Gardaí to make reflective clothing mandatory for cyclists.

Reflective clothing is currently advised but not mandatory.

Members of the Association of Garda Sergeants and Inspectors are calling for new legislation that would make it “obligatory” for cyclists to wear reflective clothing.

The motion, before it was amended at the annual delegate conference last week, also included a requirement for pedestrians wear vests.
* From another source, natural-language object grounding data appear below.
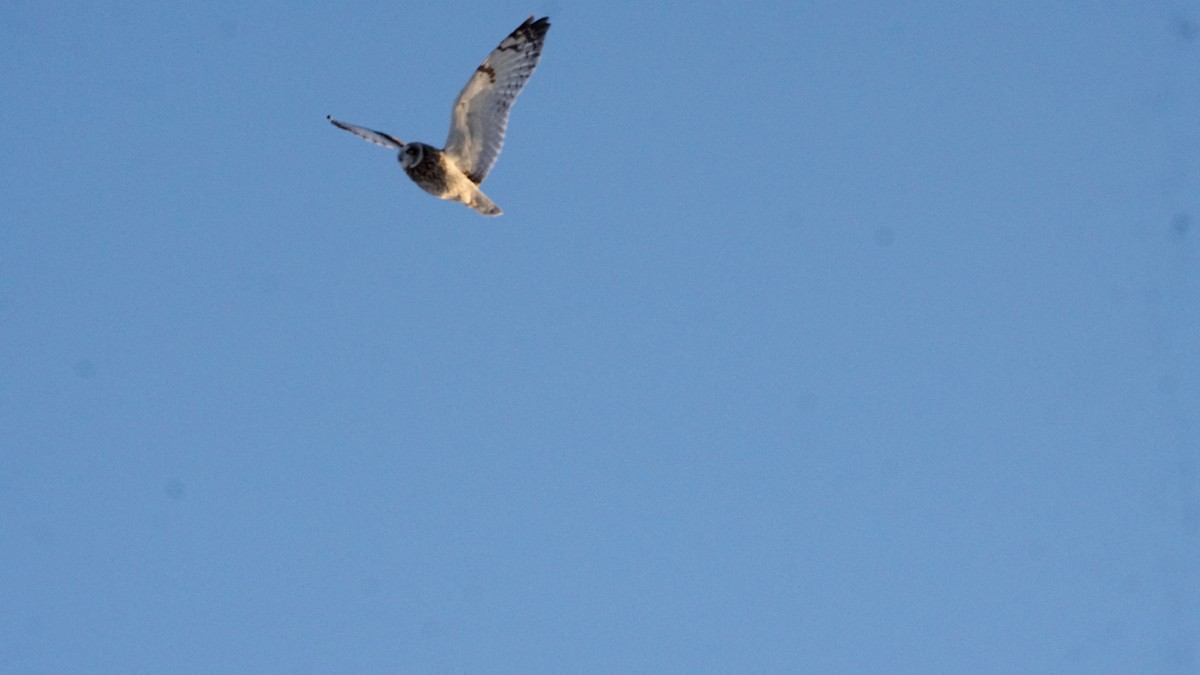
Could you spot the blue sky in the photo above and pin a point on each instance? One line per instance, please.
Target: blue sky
(822, 338)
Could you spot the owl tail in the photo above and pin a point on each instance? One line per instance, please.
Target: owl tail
(483, 204)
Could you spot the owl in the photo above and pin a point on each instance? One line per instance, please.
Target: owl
(478, 121)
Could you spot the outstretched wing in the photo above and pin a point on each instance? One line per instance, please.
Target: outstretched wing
(377, 137)
(481, 112)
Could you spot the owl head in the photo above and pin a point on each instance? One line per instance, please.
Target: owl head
(412, 155)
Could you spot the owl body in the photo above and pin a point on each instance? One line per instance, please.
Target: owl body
(478, 123)
(433, 172)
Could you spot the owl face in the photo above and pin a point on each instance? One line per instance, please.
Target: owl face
(412, 155)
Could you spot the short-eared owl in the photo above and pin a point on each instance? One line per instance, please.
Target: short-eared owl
(477, 123)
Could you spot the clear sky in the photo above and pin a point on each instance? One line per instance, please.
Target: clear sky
(815, 338)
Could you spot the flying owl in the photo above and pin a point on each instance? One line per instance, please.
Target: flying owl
(477, 124)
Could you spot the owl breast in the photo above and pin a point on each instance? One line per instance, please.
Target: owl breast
(431, 172)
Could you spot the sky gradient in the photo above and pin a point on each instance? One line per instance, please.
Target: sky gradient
(814, 339)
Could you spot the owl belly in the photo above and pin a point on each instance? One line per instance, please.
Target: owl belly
(432, 174)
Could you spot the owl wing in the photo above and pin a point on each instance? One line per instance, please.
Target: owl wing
(377, 137)
(481, 112)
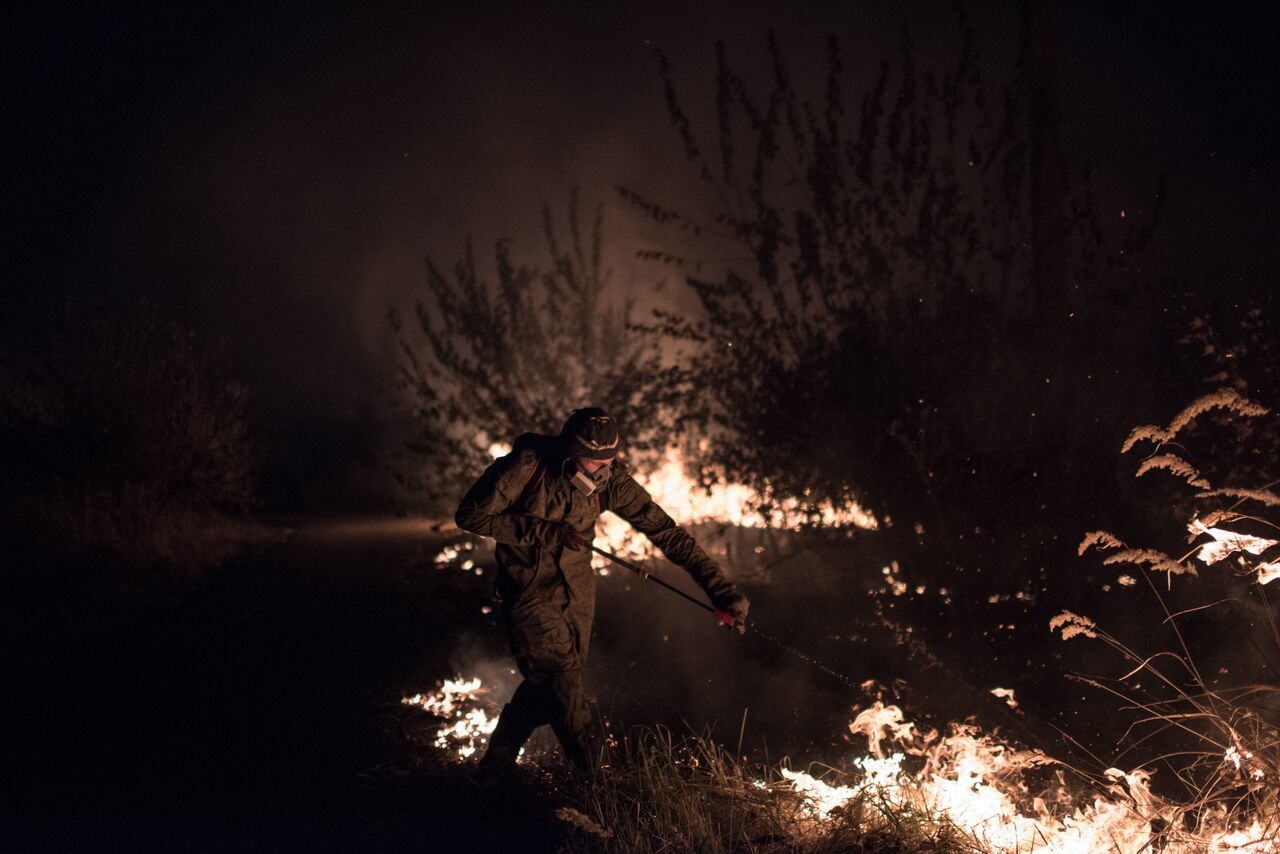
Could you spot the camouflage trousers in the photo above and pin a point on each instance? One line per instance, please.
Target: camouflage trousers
(549, 631)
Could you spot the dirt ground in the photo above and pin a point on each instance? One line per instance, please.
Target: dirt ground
(260, 713)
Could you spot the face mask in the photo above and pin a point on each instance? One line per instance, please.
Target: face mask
(589, 483)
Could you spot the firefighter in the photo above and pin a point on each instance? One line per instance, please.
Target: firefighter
(540, 503)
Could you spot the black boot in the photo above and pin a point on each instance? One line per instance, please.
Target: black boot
(516, 724)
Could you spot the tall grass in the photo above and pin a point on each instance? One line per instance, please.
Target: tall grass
(1220, 741)
(659, 793)
(126, 443)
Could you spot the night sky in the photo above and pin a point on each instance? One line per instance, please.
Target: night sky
(277, 178)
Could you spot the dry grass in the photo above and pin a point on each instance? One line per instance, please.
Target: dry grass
(657, 793)
(1226, 739)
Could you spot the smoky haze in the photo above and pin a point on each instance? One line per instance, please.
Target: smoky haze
(275, 179)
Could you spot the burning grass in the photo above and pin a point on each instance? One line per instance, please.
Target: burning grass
(908, 791)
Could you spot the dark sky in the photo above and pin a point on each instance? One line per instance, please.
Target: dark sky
(277, 178)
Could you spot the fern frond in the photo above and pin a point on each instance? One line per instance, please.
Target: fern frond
(1151, 558)
(1101, 539)
(1176, 466)
(1261, 496)
(1224, 398)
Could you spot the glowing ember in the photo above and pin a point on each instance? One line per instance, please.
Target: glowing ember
(727, 503)
(1008, 695)
(1226, 543)
(469, 721)
(974, 782)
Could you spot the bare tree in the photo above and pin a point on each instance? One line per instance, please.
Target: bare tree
(890, 332)
(487, 360)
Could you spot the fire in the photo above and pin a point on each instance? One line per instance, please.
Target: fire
(726, 503)
(976, 782)
(470, 721)
(967, 780)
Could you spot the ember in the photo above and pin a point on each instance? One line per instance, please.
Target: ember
(726, 503)
(464, 704)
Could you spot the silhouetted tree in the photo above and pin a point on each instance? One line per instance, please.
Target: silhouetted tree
(891, 327)
(122, 433)
(487, 360)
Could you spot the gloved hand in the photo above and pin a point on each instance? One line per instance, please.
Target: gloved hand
(734, 606)
(566, 535)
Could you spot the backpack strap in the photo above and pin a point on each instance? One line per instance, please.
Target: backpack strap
(535, 479)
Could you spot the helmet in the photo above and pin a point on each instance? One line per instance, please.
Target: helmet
(590, 433)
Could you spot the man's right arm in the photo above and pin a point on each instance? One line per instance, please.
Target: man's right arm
(502, 483)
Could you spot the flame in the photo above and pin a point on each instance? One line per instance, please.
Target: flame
(470, 722)
(974, 782)
(965, 779)
(726, 503)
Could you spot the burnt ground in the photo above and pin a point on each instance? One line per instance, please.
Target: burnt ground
(261, 708)
(259, 712)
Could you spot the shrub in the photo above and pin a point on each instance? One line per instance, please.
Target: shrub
(123, 437)
(1217, 726)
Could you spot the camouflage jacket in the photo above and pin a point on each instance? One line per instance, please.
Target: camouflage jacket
(524, 496)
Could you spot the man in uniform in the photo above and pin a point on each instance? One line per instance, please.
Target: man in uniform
(540, 503)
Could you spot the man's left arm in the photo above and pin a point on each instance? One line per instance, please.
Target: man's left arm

Though this was removed from the motion, some of the middle-ranking Gardaí at the conference said it is still something they would like to see considered in rural areas late at night.
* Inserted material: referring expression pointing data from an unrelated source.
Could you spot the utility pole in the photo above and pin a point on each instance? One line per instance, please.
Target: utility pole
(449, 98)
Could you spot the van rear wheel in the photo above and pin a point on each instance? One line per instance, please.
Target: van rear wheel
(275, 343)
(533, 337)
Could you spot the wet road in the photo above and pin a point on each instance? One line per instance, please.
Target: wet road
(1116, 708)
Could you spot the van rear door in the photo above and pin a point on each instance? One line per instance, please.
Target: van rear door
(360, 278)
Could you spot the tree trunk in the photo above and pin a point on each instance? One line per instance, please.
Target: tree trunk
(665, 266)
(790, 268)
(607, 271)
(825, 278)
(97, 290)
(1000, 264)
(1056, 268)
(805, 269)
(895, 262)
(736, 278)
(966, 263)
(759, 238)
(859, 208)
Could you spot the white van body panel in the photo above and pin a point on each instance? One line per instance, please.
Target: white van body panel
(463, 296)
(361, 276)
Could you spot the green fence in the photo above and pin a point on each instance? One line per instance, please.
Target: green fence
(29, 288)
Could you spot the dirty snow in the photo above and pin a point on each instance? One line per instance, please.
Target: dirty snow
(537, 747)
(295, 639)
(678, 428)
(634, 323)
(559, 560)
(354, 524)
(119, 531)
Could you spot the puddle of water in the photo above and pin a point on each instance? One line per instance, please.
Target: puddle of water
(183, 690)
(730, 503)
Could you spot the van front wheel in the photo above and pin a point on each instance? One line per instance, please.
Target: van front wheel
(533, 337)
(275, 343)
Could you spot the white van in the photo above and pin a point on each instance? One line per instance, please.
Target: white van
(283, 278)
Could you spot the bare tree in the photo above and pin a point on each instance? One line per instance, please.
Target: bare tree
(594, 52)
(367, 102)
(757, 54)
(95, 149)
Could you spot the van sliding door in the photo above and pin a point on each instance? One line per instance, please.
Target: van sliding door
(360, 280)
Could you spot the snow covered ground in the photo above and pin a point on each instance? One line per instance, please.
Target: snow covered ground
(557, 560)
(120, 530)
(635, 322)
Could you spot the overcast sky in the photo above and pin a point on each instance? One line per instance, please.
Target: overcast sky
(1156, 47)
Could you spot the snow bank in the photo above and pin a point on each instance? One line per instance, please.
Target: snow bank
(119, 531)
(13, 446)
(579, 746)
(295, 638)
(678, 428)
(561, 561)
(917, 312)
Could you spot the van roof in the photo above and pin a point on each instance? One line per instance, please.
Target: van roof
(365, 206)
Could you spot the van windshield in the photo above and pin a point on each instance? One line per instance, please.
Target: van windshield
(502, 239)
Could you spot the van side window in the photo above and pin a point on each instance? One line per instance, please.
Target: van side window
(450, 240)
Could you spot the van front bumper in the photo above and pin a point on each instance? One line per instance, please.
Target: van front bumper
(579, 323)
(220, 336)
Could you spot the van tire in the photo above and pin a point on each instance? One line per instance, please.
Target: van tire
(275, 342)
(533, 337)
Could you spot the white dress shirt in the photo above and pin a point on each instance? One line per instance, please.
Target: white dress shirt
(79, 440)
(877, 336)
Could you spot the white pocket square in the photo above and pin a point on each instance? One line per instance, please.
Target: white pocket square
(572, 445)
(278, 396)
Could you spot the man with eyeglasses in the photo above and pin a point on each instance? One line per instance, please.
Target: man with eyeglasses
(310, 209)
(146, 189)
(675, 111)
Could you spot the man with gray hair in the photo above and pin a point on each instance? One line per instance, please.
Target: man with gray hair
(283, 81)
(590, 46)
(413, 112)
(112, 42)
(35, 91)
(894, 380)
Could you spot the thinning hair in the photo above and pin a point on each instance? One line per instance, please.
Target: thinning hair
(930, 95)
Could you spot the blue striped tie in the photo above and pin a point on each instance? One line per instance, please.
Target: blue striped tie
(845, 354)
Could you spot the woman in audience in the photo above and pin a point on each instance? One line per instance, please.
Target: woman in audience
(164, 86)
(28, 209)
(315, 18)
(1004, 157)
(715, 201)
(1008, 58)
DCU students commuting to and from the University have expressed mixed concerns over the proposed legislation.

Economics, Politics and Law student Caoimnhe Ní Mhaolagáin seemed concerned over whether such a law would be feasible.

“I definitely think that the introduction of reflective clothing will be beneficial to both road users as well as cyclists. However, whether or not young people will follow through with this is highly debatable”

Gardaí also want helmets to be made compulsory for cyclists.

Darragh Culhane, a final year student who has commuted by bicycle for the last three years, said he does not see the practicality of this proposal.

“In theory it’s a good idea, the more visible cyclists are the safer it is for everyone, but I don’t think it’s really practical. I might go somewhere in the day on my bike and not realise I’ll next be making the return journey when it is dark outside and wouldn’t bring a reflective clothing.”

“New laws were brought in to make lights mandatory a year or so ago and that is fair, but I just don’t think it’s as feasible to expect everyone to carry a high vis jacket or reflective apparel everywhere they go.”

One sergeant noted at the conference recent research that found wearing reflective clothing improves visibility by over 500 metres.

Delegates at the conference have suggested a penalty for failing to wear the required protective clothing in the form of a fixed charge notice.

Eve Birch, a third year Business student currently on Intra placement, said that she agreed such legislation would be worthwhile, but only in rural areas.

“Making it obligatory for pedestrians to wear reflective clothing in areas with no street lighting is critical for their own safety. However, in cities such as Dublin with lit walkways I don’t think it should be a crime when the risk is much less.”